Morphological analysis using Igo + mecab-ipadic-neologd in Python (with Ruby bonus)

Introduction

I would like to do morphological analysis with Python. This time, we will use "Igo" as the morphological analyzer and "mecab-ipadic-neologd" as the dictionary.

Morphological analysis is to perform "word division" and "part of speech assignment".

First, I will explain Igo and mecab-ipadic-neologd, and then set it up so that it can actually be used in Python.

What is Igo?

Since "Mecab" is famous as a morphological analysis engine, many of you may have heard of it. This time I will use "Igo". "Mecab" is written in C language, and "Igo" seems to be made in java. "Igo" seems to be designed to return the same analysis results as Mecab. Compared with speed, it seems to move at about the same speed. It seems that it may be difficult to use because you have to build the "Mecab" binary, so I decided to use "Igo".

What is mecab-ipadic-neologd?

An important element of morphological analysis is the "dictionary". The link below explains the mechanism of morphological analysis (Mecab in this case) for your reference. Peek behind the scenes of Japanese morphological analysis! How MeCab Parses Morphological Analysis

When there is a sentence "living in Tokyo", you can feel that it cannot be analyzed well unless each word of "living in Tokyo, capital," is registered.
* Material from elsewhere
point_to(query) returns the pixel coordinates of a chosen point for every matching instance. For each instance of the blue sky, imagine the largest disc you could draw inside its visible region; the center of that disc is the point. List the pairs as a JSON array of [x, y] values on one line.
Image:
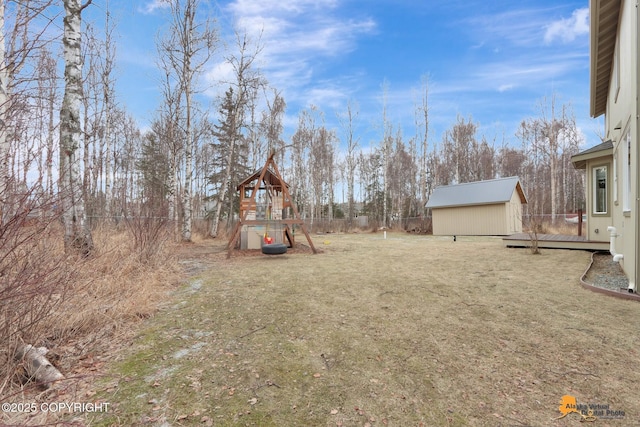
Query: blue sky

Also, for example, whether "Sazae-san" is recognized as "Sazae-san (title)" or "Sazae-san (personal name) + san (honorific title)" is determined by the presence of "Sazae-san" in the dictionary. Therefore, it is important that "Sazae-san" is registered in the dictionary in the sentence "Did you see Sazae-san yesterday? It was interesting."
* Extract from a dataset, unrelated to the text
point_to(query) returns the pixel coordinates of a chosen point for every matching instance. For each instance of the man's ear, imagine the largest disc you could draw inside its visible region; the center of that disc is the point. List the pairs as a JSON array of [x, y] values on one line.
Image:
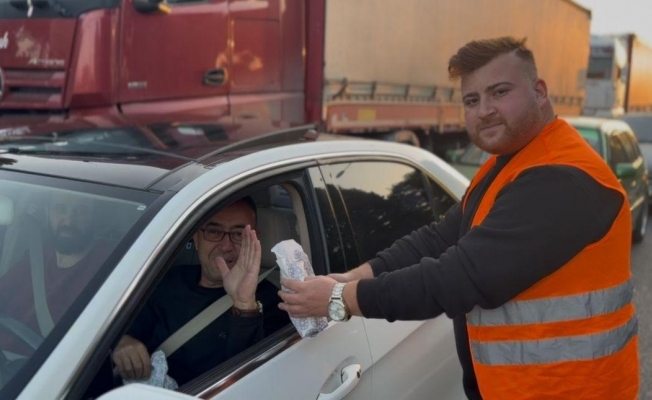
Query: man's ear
[[541, 90]]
For "Igo", I build and use Mecab's IPA dictionary for Igo, but I'm missing proper nouns. "Mecab-ipadic-neologd" supplements that. "Mecab-ipadic-neologd" records notations such as proper nouns that cannot be covered by the Mecab standard. In addition, the dictionary is updated twice a week and the latest words are updated, which is useful.

setup

$ pip install igo-python

You can now use Igo via Python.

neologd clone

git clone https://github.com/neologd/mecab-ipadic-neologd

Since neologd is a dictionary for mecab, it is necessary to build it for Igo so that it can be used with Igo.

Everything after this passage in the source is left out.